Kinect Adventures
Bundle of fun?
So does 20,000 Leaks, an odd little game which puts one or two of you in a glass box on the seabed and asks you to stop leaks created by cheerfully malevolent cartoon sea creatures that have presumably mistaken you for the Pixar talent scouts who turned them down for parts in Finding Nemo. Leaks appear on the floor and three walls and you need to plug them with your hands, feet or even head; leaks linked by cracks need to be stoppered simultaneously, the game pushing you into gently contorted positions like a 3D Twister.
It's a good demonstration of Kinect's limb-tracking and 3D movement, and there's a curious pleasure and even quiet awe to be had from controlling a game with precise placement of your feet for the first time. But like most of Adventures' games, upping the difficulty results in frenetic flailing about rather than a test of skill.
Finally we have Space Pop, hitherto unheralded, and it's not hard to see why. One or two players stand in a low-gravity chamber and have to pop bubbles with their bodies, moving forward and backward and from side to side and flapping their arms to fly up to the ceiling. The bubble patterns get more complex, but the game remains silly, boring, and frustrating to control.
Every level in Kinect Adventures – River Rush has six, the other games nine apiece – is instantly available in Free Play, but you can also choose to play the game in Adventure mode. One or two players can complete a series of 'Adventures', unlocking four difficulty levels and being rewarded with digital trinkets as they go: avatar vanity items, say, or 'living statues' that you can amusingly animate with your own voice and movement.

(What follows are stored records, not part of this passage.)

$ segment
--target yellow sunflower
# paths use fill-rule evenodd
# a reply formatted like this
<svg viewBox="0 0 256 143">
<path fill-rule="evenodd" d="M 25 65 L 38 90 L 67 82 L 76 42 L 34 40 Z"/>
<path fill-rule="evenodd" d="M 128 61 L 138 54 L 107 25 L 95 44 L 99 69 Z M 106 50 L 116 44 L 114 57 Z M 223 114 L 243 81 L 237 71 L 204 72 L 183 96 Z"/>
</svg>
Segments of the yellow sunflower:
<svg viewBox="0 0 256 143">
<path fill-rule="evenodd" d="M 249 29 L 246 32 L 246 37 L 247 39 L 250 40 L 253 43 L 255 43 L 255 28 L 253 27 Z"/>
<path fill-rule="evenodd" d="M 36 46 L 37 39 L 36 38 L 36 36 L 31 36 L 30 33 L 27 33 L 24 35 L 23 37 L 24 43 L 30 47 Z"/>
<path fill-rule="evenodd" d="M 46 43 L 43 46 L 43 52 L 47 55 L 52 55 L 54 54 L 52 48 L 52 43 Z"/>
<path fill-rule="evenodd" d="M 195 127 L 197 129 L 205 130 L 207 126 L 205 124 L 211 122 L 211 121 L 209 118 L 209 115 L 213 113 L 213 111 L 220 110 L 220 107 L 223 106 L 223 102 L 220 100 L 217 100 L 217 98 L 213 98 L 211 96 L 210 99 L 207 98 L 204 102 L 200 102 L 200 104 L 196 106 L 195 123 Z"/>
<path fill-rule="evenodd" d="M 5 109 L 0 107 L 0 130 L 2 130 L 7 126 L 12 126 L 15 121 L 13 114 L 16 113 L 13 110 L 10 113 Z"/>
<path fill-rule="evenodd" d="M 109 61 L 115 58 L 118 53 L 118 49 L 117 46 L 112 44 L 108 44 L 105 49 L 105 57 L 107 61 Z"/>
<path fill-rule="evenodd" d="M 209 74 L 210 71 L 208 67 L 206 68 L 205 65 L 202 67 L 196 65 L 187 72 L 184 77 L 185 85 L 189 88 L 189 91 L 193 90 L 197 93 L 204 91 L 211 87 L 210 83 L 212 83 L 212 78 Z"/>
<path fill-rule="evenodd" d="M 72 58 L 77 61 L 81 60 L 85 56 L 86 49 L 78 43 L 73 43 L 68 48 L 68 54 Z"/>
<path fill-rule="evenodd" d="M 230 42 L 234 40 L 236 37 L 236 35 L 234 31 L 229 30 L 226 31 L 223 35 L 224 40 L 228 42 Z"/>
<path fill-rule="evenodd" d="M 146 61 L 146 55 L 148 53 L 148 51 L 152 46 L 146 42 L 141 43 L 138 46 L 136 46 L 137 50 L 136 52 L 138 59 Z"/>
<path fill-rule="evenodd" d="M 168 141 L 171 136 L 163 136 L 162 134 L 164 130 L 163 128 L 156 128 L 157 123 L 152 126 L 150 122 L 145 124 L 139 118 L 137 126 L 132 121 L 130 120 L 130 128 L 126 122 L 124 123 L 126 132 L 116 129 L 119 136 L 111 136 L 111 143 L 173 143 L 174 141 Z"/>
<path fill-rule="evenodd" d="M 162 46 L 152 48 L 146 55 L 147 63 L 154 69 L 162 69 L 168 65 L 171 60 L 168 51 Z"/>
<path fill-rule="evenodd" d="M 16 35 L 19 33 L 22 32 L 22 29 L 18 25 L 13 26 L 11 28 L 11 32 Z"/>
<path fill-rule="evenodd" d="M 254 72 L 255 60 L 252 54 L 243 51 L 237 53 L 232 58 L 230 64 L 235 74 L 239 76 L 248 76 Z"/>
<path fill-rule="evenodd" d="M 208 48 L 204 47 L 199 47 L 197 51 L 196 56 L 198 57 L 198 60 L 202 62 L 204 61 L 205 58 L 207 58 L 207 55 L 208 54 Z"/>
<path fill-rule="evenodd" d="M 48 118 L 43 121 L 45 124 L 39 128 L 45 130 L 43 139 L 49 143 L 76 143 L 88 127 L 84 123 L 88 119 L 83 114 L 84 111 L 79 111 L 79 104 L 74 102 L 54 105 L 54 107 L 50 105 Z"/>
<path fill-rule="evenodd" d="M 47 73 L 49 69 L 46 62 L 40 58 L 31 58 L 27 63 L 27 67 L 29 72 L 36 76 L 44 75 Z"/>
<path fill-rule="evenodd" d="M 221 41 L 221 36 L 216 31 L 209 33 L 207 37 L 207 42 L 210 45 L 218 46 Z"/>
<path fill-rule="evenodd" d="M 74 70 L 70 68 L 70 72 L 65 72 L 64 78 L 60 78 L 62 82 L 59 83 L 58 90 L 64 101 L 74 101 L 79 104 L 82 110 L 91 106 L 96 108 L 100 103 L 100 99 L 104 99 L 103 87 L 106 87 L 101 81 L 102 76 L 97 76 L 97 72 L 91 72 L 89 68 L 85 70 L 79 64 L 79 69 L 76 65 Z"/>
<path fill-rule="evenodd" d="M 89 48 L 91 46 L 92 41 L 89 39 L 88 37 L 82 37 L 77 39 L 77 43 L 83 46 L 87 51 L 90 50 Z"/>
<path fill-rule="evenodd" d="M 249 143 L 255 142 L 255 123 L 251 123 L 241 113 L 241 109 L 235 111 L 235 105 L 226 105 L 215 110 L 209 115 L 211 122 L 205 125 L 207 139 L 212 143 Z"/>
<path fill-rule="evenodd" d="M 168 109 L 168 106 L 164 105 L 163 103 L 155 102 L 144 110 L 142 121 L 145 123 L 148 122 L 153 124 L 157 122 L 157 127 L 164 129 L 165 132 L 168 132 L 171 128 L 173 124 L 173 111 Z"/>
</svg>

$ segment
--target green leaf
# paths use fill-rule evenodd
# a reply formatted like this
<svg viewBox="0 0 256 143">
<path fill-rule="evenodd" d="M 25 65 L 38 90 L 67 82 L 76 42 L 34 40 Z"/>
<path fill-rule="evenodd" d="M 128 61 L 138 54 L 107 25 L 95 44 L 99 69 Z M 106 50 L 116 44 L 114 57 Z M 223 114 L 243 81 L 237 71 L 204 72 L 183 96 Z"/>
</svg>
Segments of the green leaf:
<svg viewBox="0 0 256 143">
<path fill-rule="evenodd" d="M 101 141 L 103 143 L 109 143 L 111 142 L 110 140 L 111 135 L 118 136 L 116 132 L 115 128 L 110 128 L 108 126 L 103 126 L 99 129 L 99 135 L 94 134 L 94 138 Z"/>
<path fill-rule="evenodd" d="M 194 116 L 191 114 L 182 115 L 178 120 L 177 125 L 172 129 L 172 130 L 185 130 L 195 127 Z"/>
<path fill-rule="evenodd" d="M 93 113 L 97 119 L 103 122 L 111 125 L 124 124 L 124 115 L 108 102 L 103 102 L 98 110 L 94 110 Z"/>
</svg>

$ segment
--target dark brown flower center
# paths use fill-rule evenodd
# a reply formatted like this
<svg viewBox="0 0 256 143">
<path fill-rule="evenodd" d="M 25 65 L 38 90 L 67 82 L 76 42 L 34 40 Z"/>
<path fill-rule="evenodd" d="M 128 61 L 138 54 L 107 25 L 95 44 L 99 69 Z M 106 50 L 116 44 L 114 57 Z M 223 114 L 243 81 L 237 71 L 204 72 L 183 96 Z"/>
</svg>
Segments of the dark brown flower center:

The Adventures are just strings of the game's levels, occasionally subjected to extremely mild cosmetic remixes. There's the race-against-the-clock Timed Play (unlockable as a separate play mode), in which the pins become time extends, or the mode in which the red Adventure pins become, um, blue Treasure pins. There's no real variation in design; you always have to collect as many pins as possible, either physically or as a reward for success.
As with Joy Ride, it's a rather forced attempt at grinding out the lifespan of a simple game through a progress-and-reward structure. However, Adventures does at least have the good grace to offer most of its content for free play from the start, and kids will probably enjoy collecting the goodies. You can share and upload the de rigueur embarrassing snaps and there's even online play.
It's not a party game to match Sports, however. It's nice to play in company, but most of Adventures' mini-games aren't particularly designed for or improved by multiplayer, and there's scant competitive spirit to be squeezed out of it. It's breezy, polished and charmingly presented – the interface picked out in stitches of brightly-coloured thread like a scout's reward badge – but ultimately throwaway.
It's easy to see why show crowds and first-time users are reliably wowed by Adventures; it's original, cute, tailored to Kinect's unique capabilities, and impressively committed to the idea of full-body, real-time motion control on screen at all times. But with just five games it can ill afford one dud or sustain a laboured campaign mode, and without compelling multiplayer there's little reason to persevere with it after the wow factor wears off.
Our advice: load Adventures as soon as you unpack your Kinect and enjoy it, preferably with small children to hand. Within a couple of weeks it will be gathering dust: another brave bundled game, first up out of the trenches, first to fall.